Hadis Ibnu Abbas ini adalah hadis yang shahih dan merupakan sanad yang paling baik dalam perkara ini. Hadis ini juga menjadi bukti bahwa tasyayyu’ atau tidaknya seorang perawi tidak membuat suatu hadis lantas menjadi cacat karena sanad Ibnu Abbas ini termasuk sanad yang bebas dari perawi tasyayyu’. Hadis Ibnu Abbas ini telah dishahihkan oleh Al Hakim, Adz Dzahabi [Talkhis Al Mustadrak no 4652] dan Syaikh Ahmad Syakir [Musnad Ahmad no 3062].
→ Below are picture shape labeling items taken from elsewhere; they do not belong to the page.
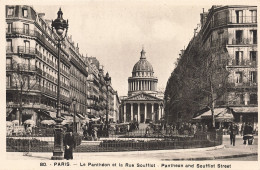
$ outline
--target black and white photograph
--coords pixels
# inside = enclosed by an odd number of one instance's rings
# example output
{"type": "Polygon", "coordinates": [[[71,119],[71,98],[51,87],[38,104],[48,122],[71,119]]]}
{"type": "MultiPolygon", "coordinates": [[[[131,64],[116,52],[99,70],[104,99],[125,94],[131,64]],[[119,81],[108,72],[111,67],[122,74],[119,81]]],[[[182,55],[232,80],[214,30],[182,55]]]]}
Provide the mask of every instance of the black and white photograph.
{"type": "Polygon", "coordinates": [[[1,1],[1,165],[259,170],[258,4],[1,1]]]}

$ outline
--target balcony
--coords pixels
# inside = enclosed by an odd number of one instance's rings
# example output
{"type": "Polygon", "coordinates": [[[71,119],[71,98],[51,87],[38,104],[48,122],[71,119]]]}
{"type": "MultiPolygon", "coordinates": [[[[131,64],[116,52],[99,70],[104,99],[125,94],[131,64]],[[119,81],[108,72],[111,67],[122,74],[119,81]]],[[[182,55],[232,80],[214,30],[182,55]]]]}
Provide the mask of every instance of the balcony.
{"type": "Polygon", "coordinates": [[[37,49],[35,50],[35,53],[37,54],[37,56],[42,59],[42,53],[40,51],[38,51],[37,49]]]}
{"type": "Polygon", "coordinates": [[[13,53],[13,47],[11,46],[6,46],[6,53],[13,53]]]}
{"type": "Polygon", "coordinates": [[[29,64],[6,64],[6,71],[28,71],[33,72],[36,71],[36,67],[34,65],[29,64]]]}
{"type": "Polygon", "coordinates": [[[257,87],[257,82],[241,82],[241,83],[229,83],[230,88],[251,88],[257,87]]]}
{"type": "Polygon", "coordinates": [[[48,89],[46,87],[41,87],[41,91],[45,94],[48,94],[49,96],[56,97],[56,92],[51,91],[50,89],[48,89]]]}
{"type": "Polygon", "coordinates": [[[257,67],[257,61],[251,60],[230,60],[229,66],[247,66],[247,67],[257,67]]]}
{"type": "Polygon", "coordinates": [[[232,45],[246,45],[246,44],[252,44],[250,43],[251,39],[249,38],[241,38],[241,39],[232,39],[232,45]]]}
{"type": "Polygon", "coordinates": [[[213,40],[211,41],[211,47],[224,47],[228,43],[228,39],[220,39],[220,40],[213,40]]]}
{"type": "Polygon", "coordinates": [[[27,35],[27,36],[35,36],[34,30],[27,30],[23,28],[12,28],[12,29],[6,29],[6,34],[20,34],[20,35],[27,35]]]}
{"type": "Polygon", "coordinates": [[[251,24],[257,23],[257,16],[232,16],[229,17],[229,24],[251,24]]]}
{"type": "Polygon", "coordinates": [[[30,55],[36,54],[35,48],[30,48],[30,47],[25,47],[25,46],[18,46],[17,52],[24,53],[24,54],[30,54],[30,55]]]}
Hadis dengan jalan yang terakhir adalah riwayat Wahab bin Hamzah. Diriwayatkan dalam Mu’jam Al Kabir Ath Thabrani 22/135, Tarikh Ibnu Asakir 42/199 dan Al Bidayah Wan Nihayah 7/381. Berikut jalan sanad yang disebutkan Ath Thabrani

حدثنا أحمد بن عمرو البزار وأحمد بن زهير التستري قالا ثنا محمد بن عثمان بن كرامة ثنا عبيد الله بن موسى ثنا يوسف بن صهيب عن دكين عن وهب بن حمزة قال

Telah menceritakan kepada kami Ahmad bin Amru Al Bazzar dan Ahmad bin Zuhair Al Tusturi yang keduanya berkata telah menceritakan kepada kami Muhammad bin Utsman bin Karamah yang berkata telah menceritakan kepada kami Ubaidillah bin Musa yang berkata telah menceritakan kepada kami Yusuf bin Shuhaib dari Dukain dari Wahab bin Hamzah yang berkata [Mu’jam Al Kabir 22/135]
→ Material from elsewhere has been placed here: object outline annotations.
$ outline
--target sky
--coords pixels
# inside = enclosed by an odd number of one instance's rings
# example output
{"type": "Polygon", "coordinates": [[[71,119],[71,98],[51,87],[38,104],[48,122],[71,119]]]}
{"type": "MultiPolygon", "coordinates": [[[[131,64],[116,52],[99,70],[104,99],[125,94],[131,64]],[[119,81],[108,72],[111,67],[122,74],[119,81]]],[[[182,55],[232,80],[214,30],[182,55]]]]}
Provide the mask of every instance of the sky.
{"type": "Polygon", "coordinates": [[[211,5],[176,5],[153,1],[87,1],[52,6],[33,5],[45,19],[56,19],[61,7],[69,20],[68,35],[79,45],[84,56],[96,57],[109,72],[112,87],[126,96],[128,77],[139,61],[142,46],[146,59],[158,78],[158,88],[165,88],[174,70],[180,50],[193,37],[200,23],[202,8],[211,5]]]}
Hadis ini diriwayatkan oleh para perawi tsiqat kecuali Dukain, ia seorang tabiin yang tidak mendapat predikat ta’dil dan tidak pula dicacatkan oleh para ulama.
* Ahmad bin Amru Al Bazzar adalah penulis Musnad yang dikenal tsiqah, ia telah dinyatakan tsiqah oleh Al Khatib dan Daruquthni, Ibnu Qattan berkata “ia seorang yang hafizh dalam hadis [Lisan Al Mizan juz 1 no 750]
* Ahmad bin Zuhair Al Tusturi adalah Ahmad bin Yahya bin Zuhair, Abu Ja’far Al Tusturi. Adz Dzahabi menyebutnya Al Imam Al Hujjah Al Muhaddis, Syaikh Islam. [As Siyar 14/362]. Dalam Kitab Tarajum Syuyukh Thabrani no 246 ia disebut sebagai seorang Hafizh yang tsiqat.
* Muhammad bin Ustman bin Karamah seorang perawi yang tsiqat. Abu Hatim berkata “shaduq”. Maslamah dan Ibnu Hibban menyatakan ia tsiqat. Muhammad bin Abdullah bin Sulaiman dan Daud bin Yahya berkata “ia shaduq”. [At Tahdzib juz 9 no 563]. Ibnu Hajar menyatakan Muhammad bin Utsman bin Karamah tsiqat [At Taqrib 2/112]
* Ubaidillah bin Musa adalah perawi kutubus sittah yang dikenal tsiqah. Ibnu Ma’in, Abu Hatim, Ibnu Hibban, Al Ajli, Ibnu Syahin, Utsman bin Abi Syaibah dan Ibnu Ady menyatakan ia tsiqah.[At Tahdzib juz 7 no 97]. Ibnu Hajar menyatakan Ubaidillah tsiqat tasyayyu’ [At Taqrib 1/640]. Adz Dzahabi juga menyatakan ia tsiqah [Al Kasyf no 3593].
* Yusuf bin Shuhaib adalah seorang perawi tsiqat. Ibnu Ma’in, Abu Dawud, Ibnu Hibban, Utsman bin Abi Syaibah, Abu Nu’aim menyatakan ia tsiqat. Abu Hatim dan An Nasa’i berkata ‘tidak ada masalah padanya”. [At Tahdzib juz 11 no 710]. Ibnu Hajar menyatakan Yusuf bin Shubaih tsiqat [At Taqrib 2/344] dan Adz Dzahabi juga menyatakan Yusuf tsiqat [Al Kasyf no 6437]
* Dukain adalah seorang tabiin. Hanya Ibnu Abi Hatim yang menyebutkan biografinya dalam Al Jarh Wat Ta’dil dan mengatakan kalau ia meriwayatkan hadis dari Wahab bin Hamzah dan telah meriwayatkan darinya Yusuf bin Shuhaib tanpa menyebutkan jarh maupun ta’dil terhadapnya. [Al Jarh Wat Ta’dil 3/439 no 1955]. Dukain seorang tabiin yang meriwayatkan hadis dari Wahab bin Hamzah dan sebagaimana disebutkan oleh Ibnu Sakan kalau Wahab bin Hamzah adalah seorang sahabat Nabi [Al Ishabah 6/623 no 9123]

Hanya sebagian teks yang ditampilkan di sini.